According to the Bureau of Labor Statistics (BLS), police officers earn a median wage of $60,270, or $28.97 per hour. However, the lowest 10 percent earned less than $34,710, which is below the median wage for ALL U.S. JOBS ($36,200)! And the bottom 10 percent is where many new recruits start. This is how a few small cities and towns pay their new officers (note: these wages include COLA):
- Alpharetta, GA: $36,750
- Bowling Green, KY: $37,905
- Charlottsville, VA: $35,256
- Grand Junction, CO: $56,950
- St. Augustine, FL: $39,957
- Roswell, NM: $44,553
On top of lower wages, NBC News recently published a story stating that the Roswell police department has a headcount shortage of about 20 percent against its budget. And the department continues to find it exceptionally difficult to recruit new officers. According to Glassdoor, low-skill manufacturing jobs (and oil and gas jobs) earn as much — if not more — as the city’s law enforcement officers. With overall violent crimes increasing in the area, a reported 137 officer-involved deaths and a location only 110 miles from the U.S./Mexico border — it’s no surprise that many younger citizens are choosing to pursue a degree or enter the manufacturing space. The risk is just too great for the compensation earned.
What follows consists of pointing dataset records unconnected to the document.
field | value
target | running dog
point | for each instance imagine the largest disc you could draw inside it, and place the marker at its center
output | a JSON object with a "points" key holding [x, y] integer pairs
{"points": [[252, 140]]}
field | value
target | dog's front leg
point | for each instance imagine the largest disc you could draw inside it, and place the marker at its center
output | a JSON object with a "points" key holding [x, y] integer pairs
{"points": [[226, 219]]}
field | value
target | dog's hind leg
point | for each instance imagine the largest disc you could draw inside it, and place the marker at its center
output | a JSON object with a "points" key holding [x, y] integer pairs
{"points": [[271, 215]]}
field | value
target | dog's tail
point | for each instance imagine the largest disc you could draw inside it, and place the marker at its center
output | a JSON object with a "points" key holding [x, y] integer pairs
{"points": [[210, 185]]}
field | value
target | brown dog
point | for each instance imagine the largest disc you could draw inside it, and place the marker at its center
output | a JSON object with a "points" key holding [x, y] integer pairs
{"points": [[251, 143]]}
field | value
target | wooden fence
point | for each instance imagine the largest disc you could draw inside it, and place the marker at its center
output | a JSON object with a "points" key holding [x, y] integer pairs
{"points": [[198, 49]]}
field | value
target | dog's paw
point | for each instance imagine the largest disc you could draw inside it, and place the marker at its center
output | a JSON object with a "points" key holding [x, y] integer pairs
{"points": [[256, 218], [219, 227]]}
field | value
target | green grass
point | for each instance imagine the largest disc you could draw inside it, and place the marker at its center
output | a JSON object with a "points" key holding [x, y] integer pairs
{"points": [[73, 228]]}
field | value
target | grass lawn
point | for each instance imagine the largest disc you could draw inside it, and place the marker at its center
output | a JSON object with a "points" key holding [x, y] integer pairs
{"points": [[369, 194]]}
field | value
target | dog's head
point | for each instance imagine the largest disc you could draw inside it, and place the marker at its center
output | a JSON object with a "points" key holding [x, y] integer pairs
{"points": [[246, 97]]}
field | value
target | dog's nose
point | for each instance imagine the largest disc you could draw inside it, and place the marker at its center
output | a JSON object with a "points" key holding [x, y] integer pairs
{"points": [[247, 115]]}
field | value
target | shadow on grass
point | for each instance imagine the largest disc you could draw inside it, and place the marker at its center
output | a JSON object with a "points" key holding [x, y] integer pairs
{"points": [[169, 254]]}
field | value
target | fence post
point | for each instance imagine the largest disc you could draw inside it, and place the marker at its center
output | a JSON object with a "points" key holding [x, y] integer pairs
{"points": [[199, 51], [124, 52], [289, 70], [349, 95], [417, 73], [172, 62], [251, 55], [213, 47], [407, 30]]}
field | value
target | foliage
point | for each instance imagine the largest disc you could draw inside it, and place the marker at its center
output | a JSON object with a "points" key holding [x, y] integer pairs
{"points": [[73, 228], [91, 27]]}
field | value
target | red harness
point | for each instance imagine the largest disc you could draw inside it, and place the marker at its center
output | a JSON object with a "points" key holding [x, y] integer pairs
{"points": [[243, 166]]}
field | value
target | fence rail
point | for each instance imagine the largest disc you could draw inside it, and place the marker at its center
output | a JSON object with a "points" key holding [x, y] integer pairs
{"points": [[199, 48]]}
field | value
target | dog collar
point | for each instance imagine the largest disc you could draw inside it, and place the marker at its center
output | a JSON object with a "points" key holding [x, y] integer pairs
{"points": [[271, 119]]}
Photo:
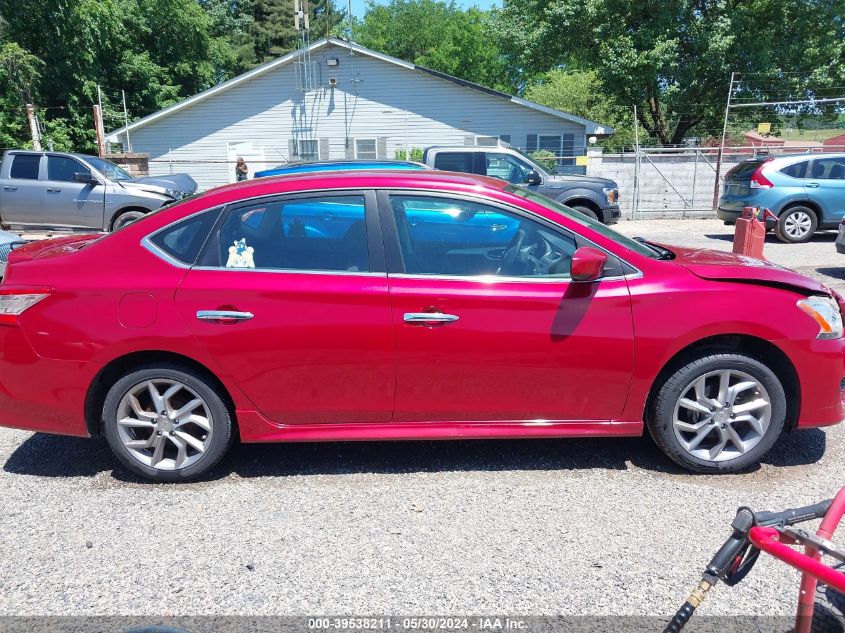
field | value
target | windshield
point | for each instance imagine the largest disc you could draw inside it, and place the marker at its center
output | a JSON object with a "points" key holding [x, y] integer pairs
{"points": [[108, 169], [638, 247]]}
In 2015, confidence in the police forces of the U.S. dropped to a 22-year low to 52%. Those with little-to-no confidence in the police, 18%, was the highest number ever measured by Gallup. And while the collective confidence in the police force decreased, minorities (nonwhites, blacks and hispanics) saw the largest decreases from 2012-2013 to 2014-2015. Additionally, these groups also saw large decreases in police confidence:
- Ages 18-29: 7% decrease
- Postgraduate: 11% decrease
- Democrats: 13% decrease
- Household Income >$75k: 7% decrease
There were only two groups to see an increase in police confidence in 2015: Conservatives (+3) and Republicans (+1). In 2016, we did see an increase in overall confidence — up to 56% from 52% — but the gap between whites and minorities, especially blacks, grew.
Negative Media Narratives
According to Gallup, blacks are not heavily influenced with news-related stories of police violence due to their already low confidence in the police. However, those that did see precipitous drops in confidence (youth, postgrad, democrats and high-earners) were greatly influenced by media outlets running negative narrative stories.
It seems every outlet from The Washington Post to The New York Times to CNN produced potentially perception altering stories over the last few years. And if you’ve watched or read any other outlets, you’ve likely seen some negative press on policing in America. The following sites even have separate pages for stories involving police:
- The Huffington Post: Bad Cops
- The New York Times: Police Brutality, Misconduct and Shootings
- The Guardian: Police
Police-related stories are clearly a hot topic. And ‘juicy’ stories that involve violence, crime, misconduct and other negative-leaning views tend to get the most traction among readers and viewers. It’s not surprising, but that is what also leads to significant decreases in police confidence.
What does this mean for your safety?
In 2015, there were 15,696 murders — the most since 2008 and the largest change in yearly numbers since 1990. Five Thirty Eight, released a report in January claiming the U.S. experienced another significant increase in murders — 10.5% to be exact.
According to data gathered by CBS Atlanta, nine agencies in the Metro Atlanta area saw increased response times to crimes. Yes, some of the response delay can be attributed to an increase in calls due to cell phone availability. However, if we are expected to see increasing populations and increasing usage of technology to contact law enforcement, it’s logical to expect response times to increase without equal increases in the labor force that handles and responds to those calls. A longer-than-normal response time could mean the difference between life and death.